What makes this dish unique is the use of whole grain mustard to dress the vegetables. After being roasted, the mustard seeds become deeply caramelized or charred and create the most delicious crunch.
- ¼ cup whole grain mustard
- ½ tablespoon white wine or champagne vinegar
- ¾ teaspoon salt
- 2 tablespoons olive oil (and more for the pan)
- 5 small beets, cut into eighths
- 1 large red onion, cut into thick crescents
- 2 tablespoons tarragon, roughly chopped (and more for garnish)
Preheat the oven to 500 degrees. Put a drop of olive oil on a rimmed baking sheet and place in the oven, while it preheats.

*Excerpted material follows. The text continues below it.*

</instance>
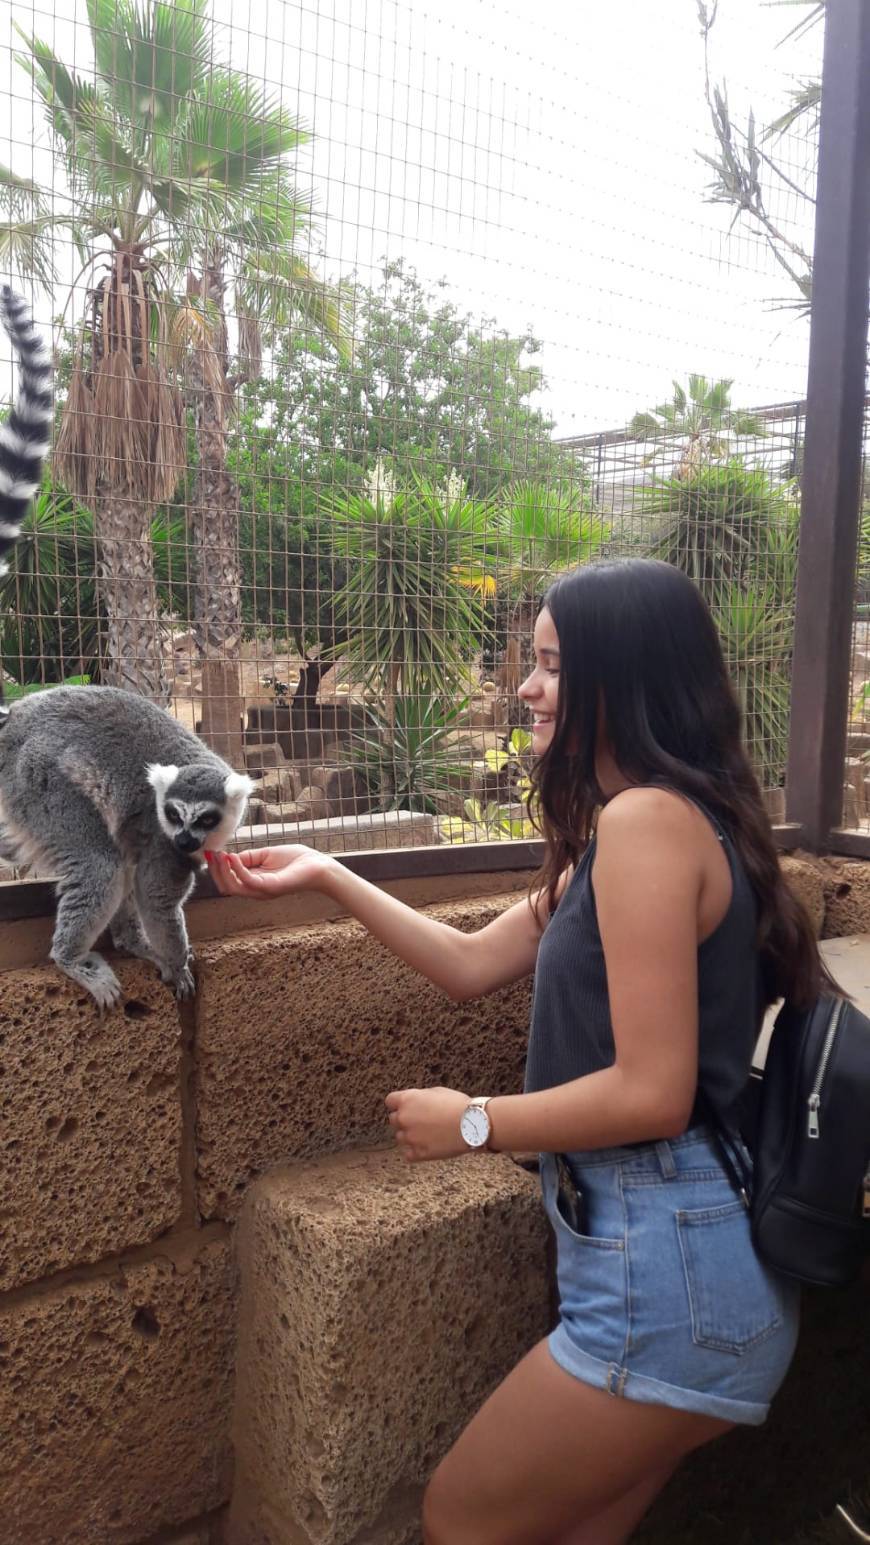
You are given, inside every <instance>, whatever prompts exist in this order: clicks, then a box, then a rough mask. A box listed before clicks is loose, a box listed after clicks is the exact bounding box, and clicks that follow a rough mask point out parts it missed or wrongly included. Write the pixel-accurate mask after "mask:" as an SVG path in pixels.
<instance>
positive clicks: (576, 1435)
mask: <svg viewBox="0 0 870 1545" xmlns="http://www.w3.org/2000/svg"><path fill="white" fill-rule="evenodd" d="M729 1424H731V1423H726V1421H719V1420H715V1418H714V1417H703V1415H697V1414H695V1412H689V1411H675V1409H672V1407H669V1406H647V1404H641V1403H640V1401H635V1400H624V1398H621V1397H615V1395H609V1394H606V1392H604V1391H601V1389H593V1387H592V1386H590V1384H584V1383H581V1381H579V1380H576V1378H573V1377H572V1375H570V1374H566V1372H564V1369H561V1367H559V1366H558V1364H556V1363H555V1361H553V1358H552V1355H550V1350H549V1347H547V1343H545V1341H541V1343H539V1344H538V1346H536V1347H535V1349H533V1350H532V1352H530V1353H528V1355H527V1357H525V1358H524V1360H522V1363H519V1366H518V1367H516V1369H515V1370H513V1374H510V1375H508V1377H507V1378H505V1381H504V1384H501V1386H499V1387H498V1389H496V1391H494V1394H493V1395H490V1398H488V1400H487V1403H485V1404H484V1406H482V1407H481V1411H479V1412H477V1415H476V1417H473V1420H471V1421H470V1424H468V1428H467V1429H465V1432H464V1434H462V1437H460V1438H459V1440H457V1443H456V1445H454V1446H453V1448H451V1451H450V1454H448V1455H447V1457H445V1458H443V1460H442V1463H440V1465H439V1468H437V1471H436V1472H434V1475H433V1479H431V1482H430V1486H428V1489H427V1494H425V1499H423V1539H425V1545H553V1542H558V1540H561V1539H564V1540H566V1545H567V1542H570V1545H586V1540H584V1536H583V1534H581V1533H578V1531H579V1530H581V1525H584V1523H587V1525H589V1526H590V1528H592V1520H593V1519H596V1520H601V1517H603V1516H606V1513H607V1509H610V1508H617V1506H618V1505H620V1503H623V1505H624V1508H623V1511H624V1513H626V1509H627V1499H629V1494H632V1492H635V1494H637V1499H635V1502H634V1503H632V1506H634V1508H635V1511H637V1509H640V1511H637V1517H640V1516H643V1511H646V1506H647V1505H649V1502H651V1500H652V1497H654V1496H655V1491H657V1489H658V1488H660V1486H661V1485H663V1482H664V1479H666V1475H668V1472H669V1471H671V1469H674V1468H675V1465H677V1463H678V1462H680V1458H681V1457H683V1455H685V1454H688V1452H689V1451H691V1449H694V1448H698V1446H700V1445H702V1443H708V1441H709V1440H711V1438H714V1437H719V1435H720V1434H722V1432H726V1431H728V1428H729ZM654 1477H657V1485H655V1486H654ZM644 1486H646V1500H644V1505H643V1509H641V1500H643V1497H641V1491H643V1488H644ZM618 1526H621V1525H618V1523H617V1525H613V1530H617V1528H618ZM626 1528H632V1522H630V1520H629V1522H627V1523H626ZM572 1530H573V1531H575V1533H573V1534H572ZM623 1537H624V1536H623ZM587 1539H589V1540H592V1539H595V1545H610V1540H609V1537H604V1536H603V1534H595V1536H593V1534H589V1536H587ZM613 1540H620V1534H618V1533H613Z"/></svg>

In an empty jar, combine the mustard, vinegar, salt, and olive oil, and shake vigorously until combined. Place the beets, onions, and tarragon in a large bowl. Pour in the dressing, and mix everything together with clean hands. Remove the hot baking sheet from the oven, and carefully pour the vegetables into a single layer. (Do not overcrowd the pan, as this will limit carmelization.)
Roast the vegetables at 500 degrees for 15 minutes, flip the vegetables, then reduce the temperature to 375 degrees, and cook for another 30-40 minutes until browned and tender. Garnish with additional fresh tarragon.